Handling Complaints: Dealing with customer complaints gracefully becomes even more vital. An overwhelmed employee may need to quickly address issues while maintaining a friendly demeanor.

Supporting Coworkers: Teamwork is essential during the busiest hours. The employee might need to step in for colleagues who need assistance or take on extra responsibilities to keep the operation running smoothly.

Afternoon: The Lull and Cleaning

After the lunch rush, there’s a brief lull where the employee can catch their breath, but the work doesn’t stop:

Cleaning: Keeping the restaurant clean and sanitized is crucial, especially in the post-COVID world. The employee participates in thorough cleaning of tables, chairs, and all high-touch surfaces.

Restocking: Checking and restocking condiments, utensils, and supplies is part of the job. This may involve heavy lifting or navigating storage areas that are often tight spaces.

Evening Shift: Dinner Rush

The evening shift brings another wave of diners. The employee goes through a similar routine as the lunch shift, juggling tasks, and responsibilities to provide excellent service.

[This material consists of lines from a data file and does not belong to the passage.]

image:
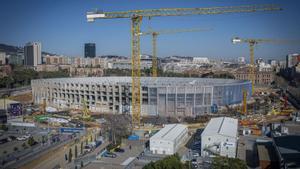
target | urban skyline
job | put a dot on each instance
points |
(61, 33)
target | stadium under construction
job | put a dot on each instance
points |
(163, 96)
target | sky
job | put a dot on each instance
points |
(62, 28)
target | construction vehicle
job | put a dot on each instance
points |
(136, 17)
(252, 43)
(154, 44)
(86, 113)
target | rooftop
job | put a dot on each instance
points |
(171, 81)
(169, 132)
(289, 149)
(222, 125)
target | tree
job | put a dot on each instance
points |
(81, 148)
(76, 151)
(24, 145)
(170, 162)
(16, 148)
(70, 155)
(228, 163)
(31, 141)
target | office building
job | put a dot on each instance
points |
(2, 58)
(33, 54)
(89, 50)
(292, 60)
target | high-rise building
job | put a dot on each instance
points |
(292, 59)
(89, 50)
(2, 58)
(33, 54)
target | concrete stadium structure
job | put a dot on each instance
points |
(165, 96)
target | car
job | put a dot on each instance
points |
(12, 138)
(195, 154)
(27, 136)
(2, 141)
(21, 138)
(119, 150)
(110, 155)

Positive and Negative Effects

Positive Effects for Owners: The reduced staff size and cross-training of employees can lead to cost savings. Owners have adapted by streamlining operations and optimizing efficiency.

Negative Effects for Owners: Staff shortages can result in burnout and turnover, leading to a decrease in overall service quality. Long-term staff shortages may affect the reputation of the restaurant.

Positive Effects for Employees: Employees get a chance to learn various aspects of the restaurant business, enhancing their skills and employability. They may also earn additional tips due to their expanded roles.

Negative Effects for Employees: Staff shortages can lead to exhaustion and stress, impacting their job satisfaction and overall well-being. Stagnant wages in the face of increased responsibilities can be demotivating.

The post-COVID era has brought about significant changes in the South African restaurant industry, and the day-to-day life of a hospitality employee reflects these challenges. While downsizing and stagnant wages have created both positive and negative effects for owners and employees, it’s crucial for the industry to strike a balance between efficiency and the well-being of its workforce. As South African restaurants continue to adapt to the new normal, it’s essential to prioritize the health and happiness of their dedicated Post Covid employees.